А коллекторное кольцо так и осталось лежать на обочине, вылезая на асфальт бетонным краем. Сантиметров на тридцать-сорок, не больше…
…Площадь усеяна голубями. Темно-фиолетово-сизый пестрый ковер растопорщенных перьев, теснящихся спин, вздернутых клювов, круглых бессмысленных глаз, хрустящий трепет приподнятых крыльев, беготня и толкотня вокруг накрошенного на растрескавшийся асфальт хлеба. Грустное, в общем-то, зрелище: птицы да того разжирели и обленились, что не хотят летать; если кто идет мимо, едва не цепляя их носками ботинок, — отбегают, переваливаясь с боку на бок и кося карими бусинками глаз; если как следует шуганешь — нехотя взлетают, какой-то миг воздух пестрит от трепещущих крыльев, потом вся стая разом поднимается вверх, выравниваясь и набирая скорость, делает круг над памятником и пикирует к крошкам, вновь начиная толкотню и тихие птичьи драки.

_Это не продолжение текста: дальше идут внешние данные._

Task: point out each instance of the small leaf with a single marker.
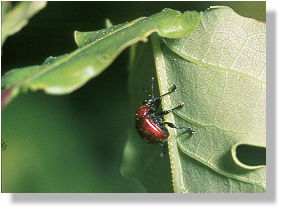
(97, 51)
(14, 19)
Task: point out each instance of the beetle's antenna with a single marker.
(153, 86)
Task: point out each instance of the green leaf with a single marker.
(14, 19)
(219, 70)
(97, 51)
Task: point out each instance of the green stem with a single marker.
(177, 180)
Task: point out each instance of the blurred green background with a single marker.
(74, 143)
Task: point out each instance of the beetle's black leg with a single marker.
(157, 100)
(171, 125)
(168, 111)
(164, 146)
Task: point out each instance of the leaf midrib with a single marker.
(213, 67)
(216, 169)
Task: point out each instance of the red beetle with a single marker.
(149, 124)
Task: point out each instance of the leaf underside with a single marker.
(15, 18)
(97, 50)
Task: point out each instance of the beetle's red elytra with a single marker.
(150, 124)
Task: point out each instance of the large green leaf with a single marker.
(97, 51)
(220, 73)
(15, 18)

По площади ходит смуглая от загара, высохшая старуха в кожаных тапочках, ветхой цветастой юбке и обвисшей кофте. Сухонькая голова повязана косынкой над ушами, по комсомольской моде 30-х, во рту поблескивает железная фикса, а на худущей жиловатой руке, разбрасывающей куски хлеба из матерчатой сумки, синеет выгоревшая наколка. Таких старух еще много в хибарах, что сохранились на скатах холмов к Амуру. Они сидят на крылечках, смолят «Беломор» и рассматривают прохожих выгоревшими, по-мужски нахальными глазами. Эти старухи — они знают о человеке что-то такое, что не приснится и в страшном сне, и потому нет в их глазах ничего женского — ни любви, ни готовности простить. Вот и эта бабка такова. Когда она поглядывает на прохожих, что спешат мимо, не глядя под ноги и отпугивая голубей от крошек, лицо у нее такое, что кажется — вот-вот ударит сумкой или выругается. А когда она поворачивается к голубям, лицо разом мягчеет, в глазах тает ледок и губы чуть шевелятся. «Гули-гули! — негромко приговаривает бабка. — Гули-гули!» И, раскрошив в ладонях корку или остаток булки, широким жестом сеятеля разбрасывает крошки прямо по голубиным спинам. Там, где крошки падают, моментально начинается толкотня и свалка, сухо шуршат взметнувшиеся крылья, летят перья.
…Голуби что-то уж очень начинают напоминать людей. Капризной и жадной забалованностью, вот чем. Бегемот было тоже покрошил им булки, прямо возле скамейки, — кинулись все разом, отталкивая друг друга, но тут бабка сыпанула из торбы горсть пшена, вся стая развернулась и, переваливаясь, кинулась назад: ясно дело, пшено-то вкуснее. А бабка посмотрела на Бегемота прозрачными глазами, и на губах ее мелькнуло что-то вроде презрительной усмешки.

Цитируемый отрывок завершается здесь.